第7章 ベール
「ってか、ひまりじゃなかったら誰が目ぇつけられてると思ったんだ??」
目尻に浮かんだ涙を拭いながらありさが問いかけると、絶望的な表情で項垂れているひまりが視線を向けずに手だけでゆっくりと由希を指差した。
「由希のファンなら…由希を見るために来てたのかなって…」
「え?俺?」
急に指名された由希は驚いたように自身の鼻に人差し指を置いている。
ひまりの答えにありさは「まぁ、あながち間違っちゃいねーけど」とフォローしつつもひまりの肩に腕を乗せる。
「ま、花島が居りゃある程度は大丈夫だと思うけど気ィつけろよー?王子のファンは熱狂的だかんなー。花島ん家にも1回偵察に来やがったもんな?」
「そうね…お灸を据えてあげたあの時が懐かしい…」
「灸って…何したんだよお前…」
顔を歪ませる夾の顔を見た後にフッと不敵な笑みを見せる咲に、背中にゾッとしたものを感じ更に顔を歪ませた。

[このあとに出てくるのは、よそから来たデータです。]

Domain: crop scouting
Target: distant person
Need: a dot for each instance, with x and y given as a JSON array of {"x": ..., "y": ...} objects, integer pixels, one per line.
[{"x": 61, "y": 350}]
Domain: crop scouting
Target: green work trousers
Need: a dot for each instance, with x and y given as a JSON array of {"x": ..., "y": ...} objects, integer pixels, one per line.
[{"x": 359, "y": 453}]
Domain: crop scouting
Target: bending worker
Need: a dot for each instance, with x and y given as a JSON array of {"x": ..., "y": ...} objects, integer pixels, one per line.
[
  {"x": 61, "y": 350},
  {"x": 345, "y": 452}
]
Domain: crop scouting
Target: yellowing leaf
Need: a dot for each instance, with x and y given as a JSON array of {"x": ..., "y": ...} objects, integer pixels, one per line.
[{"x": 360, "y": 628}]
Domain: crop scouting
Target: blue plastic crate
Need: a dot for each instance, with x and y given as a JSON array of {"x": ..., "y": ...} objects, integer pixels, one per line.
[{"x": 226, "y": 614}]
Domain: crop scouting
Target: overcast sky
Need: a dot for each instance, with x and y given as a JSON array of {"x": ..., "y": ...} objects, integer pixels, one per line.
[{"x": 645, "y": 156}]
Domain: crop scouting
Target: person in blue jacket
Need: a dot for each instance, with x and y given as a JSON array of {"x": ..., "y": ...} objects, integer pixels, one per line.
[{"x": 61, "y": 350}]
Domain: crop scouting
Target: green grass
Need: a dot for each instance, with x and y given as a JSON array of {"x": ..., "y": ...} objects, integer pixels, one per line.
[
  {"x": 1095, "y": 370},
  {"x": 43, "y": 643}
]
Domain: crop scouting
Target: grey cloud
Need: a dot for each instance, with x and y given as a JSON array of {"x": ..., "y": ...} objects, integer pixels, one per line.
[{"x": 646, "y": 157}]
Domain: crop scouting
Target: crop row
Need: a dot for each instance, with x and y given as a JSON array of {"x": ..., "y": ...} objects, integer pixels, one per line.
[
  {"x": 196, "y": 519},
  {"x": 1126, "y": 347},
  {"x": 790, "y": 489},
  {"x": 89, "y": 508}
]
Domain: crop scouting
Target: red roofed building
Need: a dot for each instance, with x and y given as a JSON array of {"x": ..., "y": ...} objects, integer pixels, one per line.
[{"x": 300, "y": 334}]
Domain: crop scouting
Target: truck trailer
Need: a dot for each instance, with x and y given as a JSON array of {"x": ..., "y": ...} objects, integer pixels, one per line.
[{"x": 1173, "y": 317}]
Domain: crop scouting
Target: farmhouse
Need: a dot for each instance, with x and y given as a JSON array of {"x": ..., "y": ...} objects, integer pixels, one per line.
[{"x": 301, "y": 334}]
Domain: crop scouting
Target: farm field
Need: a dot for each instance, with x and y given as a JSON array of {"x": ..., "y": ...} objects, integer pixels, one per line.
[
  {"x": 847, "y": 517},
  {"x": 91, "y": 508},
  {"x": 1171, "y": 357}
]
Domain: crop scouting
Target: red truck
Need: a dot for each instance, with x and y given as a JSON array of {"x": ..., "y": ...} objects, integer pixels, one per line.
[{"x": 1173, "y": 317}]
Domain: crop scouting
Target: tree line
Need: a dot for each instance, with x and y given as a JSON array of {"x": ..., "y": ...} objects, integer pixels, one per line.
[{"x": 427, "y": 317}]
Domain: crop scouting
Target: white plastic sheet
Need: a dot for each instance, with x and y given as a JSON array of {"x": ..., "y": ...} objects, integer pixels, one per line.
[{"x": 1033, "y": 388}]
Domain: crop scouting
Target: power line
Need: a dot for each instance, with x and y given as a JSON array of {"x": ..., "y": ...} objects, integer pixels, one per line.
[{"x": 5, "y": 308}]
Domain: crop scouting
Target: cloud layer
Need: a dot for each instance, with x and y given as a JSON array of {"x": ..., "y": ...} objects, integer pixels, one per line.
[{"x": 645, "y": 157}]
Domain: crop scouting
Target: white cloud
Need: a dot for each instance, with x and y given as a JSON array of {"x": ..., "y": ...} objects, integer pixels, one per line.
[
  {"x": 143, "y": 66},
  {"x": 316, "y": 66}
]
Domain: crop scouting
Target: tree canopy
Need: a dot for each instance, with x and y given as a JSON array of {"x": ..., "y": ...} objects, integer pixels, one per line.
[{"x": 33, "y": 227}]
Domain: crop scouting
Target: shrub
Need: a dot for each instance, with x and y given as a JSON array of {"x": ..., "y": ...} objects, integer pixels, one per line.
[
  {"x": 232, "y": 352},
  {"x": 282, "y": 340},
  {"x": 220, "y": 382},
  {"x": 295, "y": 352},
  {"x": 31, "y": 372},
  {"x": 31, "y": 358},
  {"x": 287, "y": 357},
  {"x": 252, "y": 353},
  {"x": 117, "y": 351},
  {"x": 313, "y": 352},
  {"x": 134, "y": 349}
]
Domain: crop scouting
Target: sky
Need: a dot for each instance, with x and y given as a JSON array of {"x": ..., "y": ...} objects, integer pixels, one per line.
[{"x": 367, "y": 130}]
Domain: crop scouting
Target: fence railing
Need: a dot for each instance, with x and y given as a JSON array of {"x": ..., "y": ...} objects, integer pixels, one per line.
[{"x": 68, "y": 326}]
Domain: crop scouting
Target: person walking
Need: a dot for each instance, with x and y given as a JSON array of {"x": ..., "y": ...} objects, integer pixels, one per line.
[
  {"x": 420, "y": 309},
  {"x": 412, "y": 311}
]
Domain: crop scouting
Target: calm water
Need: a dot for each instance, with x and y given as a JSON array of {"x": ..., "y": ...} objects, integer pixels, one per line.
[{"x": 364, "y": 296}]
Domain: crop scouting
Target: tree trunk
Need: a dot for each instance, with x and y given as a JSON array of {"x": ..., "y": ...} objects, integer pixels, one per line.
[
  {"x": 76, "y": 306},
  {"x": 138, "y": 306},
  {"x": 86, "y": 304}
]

「けど…あの人達もきっと悪い人では無いわよ。元々の心根が腐ってるだけね」
「それなんのフォローにもなってねぇぞ花島」
「呼び出し喰らってカツアゲ…私カツアゲされちゃう…」
「そ、そんな!だ、だ、大丈夫ですよひまりさん!その際は私が!ひまりさんをお守りいたしますのでっ!!」
「ヤンキー漫画に引っ張られすぎだし、透も目付けられてんのに自分から足突っ込みに行くなよ」
「大丈夫よひまり、透君…何かしてこようもんなら私が相手をするから…」
「死人でるからお前は何もすんなよ花島ァ」
絶望感で項垂れながらブツブツ呟くひまり、それを必死で元気付ける透に、「あら…物的証拠は残さないわよ?」と涼しい顔の咲と、既に話題に飽きたのか欠伸をし始めるありさ。

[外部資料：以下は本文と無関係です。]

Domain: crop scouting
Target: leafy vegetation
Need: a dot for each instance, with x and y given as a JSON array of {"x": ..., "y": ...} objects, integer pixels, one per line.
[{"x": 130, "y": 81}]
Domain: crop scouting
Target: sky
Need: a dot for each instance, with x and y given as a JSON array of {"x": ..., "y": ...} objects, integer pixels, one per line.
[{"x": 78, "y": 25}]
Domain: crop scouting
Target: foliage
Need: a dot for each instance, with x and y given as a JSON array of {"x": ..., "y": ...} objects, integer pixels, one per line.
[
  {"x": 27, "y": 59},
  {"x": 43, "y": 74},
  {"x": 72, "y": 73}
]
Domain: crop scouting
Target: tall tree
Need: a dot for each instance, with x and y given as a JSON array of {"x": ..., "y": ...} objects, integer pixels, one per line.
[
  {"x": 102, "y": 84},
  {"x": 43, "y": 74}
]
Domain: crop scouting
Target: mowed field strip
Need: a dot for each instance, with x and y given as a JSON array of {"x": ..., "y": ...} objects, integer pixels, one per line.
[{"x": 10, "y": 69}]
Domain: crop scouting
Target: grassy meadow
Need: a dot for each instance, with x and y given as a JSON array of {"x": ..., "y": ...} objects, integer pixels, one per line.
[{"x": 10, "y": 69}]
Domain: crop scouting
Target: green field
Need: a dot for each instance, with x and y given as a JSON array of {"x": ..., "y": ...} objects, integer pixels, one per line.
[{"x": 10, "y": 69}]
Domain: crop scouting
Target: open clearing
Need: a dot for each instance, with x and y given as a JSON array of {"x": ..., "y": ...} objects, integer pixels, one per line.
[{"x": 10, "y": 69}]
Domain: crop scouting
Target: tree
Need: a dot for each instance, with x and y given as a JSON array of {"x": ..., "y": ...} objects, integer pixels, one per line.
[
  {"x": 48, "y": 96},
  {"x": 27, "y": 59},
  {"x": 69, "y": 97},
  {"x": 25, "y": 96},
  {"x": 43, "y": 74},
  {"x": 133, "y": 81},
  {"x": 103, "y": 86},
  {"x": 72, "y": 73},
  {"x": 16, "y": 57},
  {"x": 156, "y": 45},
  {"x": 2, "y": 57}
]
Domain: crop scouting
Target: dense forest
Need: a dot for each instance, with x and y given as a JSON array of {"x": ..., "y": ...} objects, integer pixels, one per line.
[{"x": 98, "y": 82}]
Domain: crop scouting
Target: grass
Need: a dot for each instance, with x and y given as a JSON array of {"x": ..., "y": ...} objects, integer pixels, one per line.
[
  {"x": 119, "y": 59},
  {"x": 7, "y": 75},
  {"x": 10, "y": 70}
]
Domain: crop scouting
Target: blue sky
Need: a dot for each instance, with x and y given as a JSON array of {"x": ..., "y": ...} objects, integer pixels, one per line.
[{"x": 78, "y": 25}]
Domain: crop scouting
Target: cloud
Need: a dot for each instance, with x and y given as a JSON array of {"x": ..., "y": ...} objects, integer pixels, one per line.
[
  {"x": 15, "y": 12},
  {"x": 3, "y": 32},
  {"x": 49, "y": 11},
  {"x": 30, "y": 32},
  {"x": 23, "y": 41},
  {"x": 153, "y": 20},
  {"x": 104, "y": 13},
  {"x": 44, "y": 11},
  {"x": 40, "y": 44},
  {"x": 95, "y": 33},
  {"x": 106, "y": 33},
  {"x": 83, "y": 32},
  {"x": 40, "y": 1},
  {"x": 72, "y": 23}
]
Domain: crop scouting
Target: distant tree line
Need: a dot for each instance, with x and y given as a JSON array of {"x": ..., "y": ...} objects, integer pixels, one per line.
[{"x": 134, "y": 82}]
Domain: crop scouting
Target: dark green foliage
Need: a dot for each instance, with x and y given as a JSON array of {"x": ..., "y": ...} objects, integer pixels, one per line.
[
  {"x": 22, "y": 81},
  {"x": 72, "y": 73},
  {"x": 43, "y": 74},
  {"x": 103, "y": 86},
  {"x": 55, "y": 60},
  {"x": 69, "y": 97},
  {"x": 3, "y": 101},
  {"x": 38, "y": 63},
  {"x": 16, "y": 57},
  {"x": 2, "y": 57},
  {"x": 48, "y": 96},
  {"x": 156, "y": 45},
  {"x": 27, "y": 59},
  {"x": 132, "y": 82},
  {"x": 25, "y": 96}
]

このカオスな状況に由希と夾は片方の口角をピクピクと歪ませていた。
「ま、まぁひまり、何かあったらすぐに相談して?俺から話せば何か…」
「女のタイマンに男は入るべからず…」
「いや、だからお前ヤンキー漫画に引っ張られすぎな」
何故かタイマンとやらをする気満々のひまりに夾が頭を小突きながら突っ込むと、ありさはまたゲラゲラと笑い出した。
二階の窓からはその様子を数人の女子がまた不服そうな顔をして眺めていた。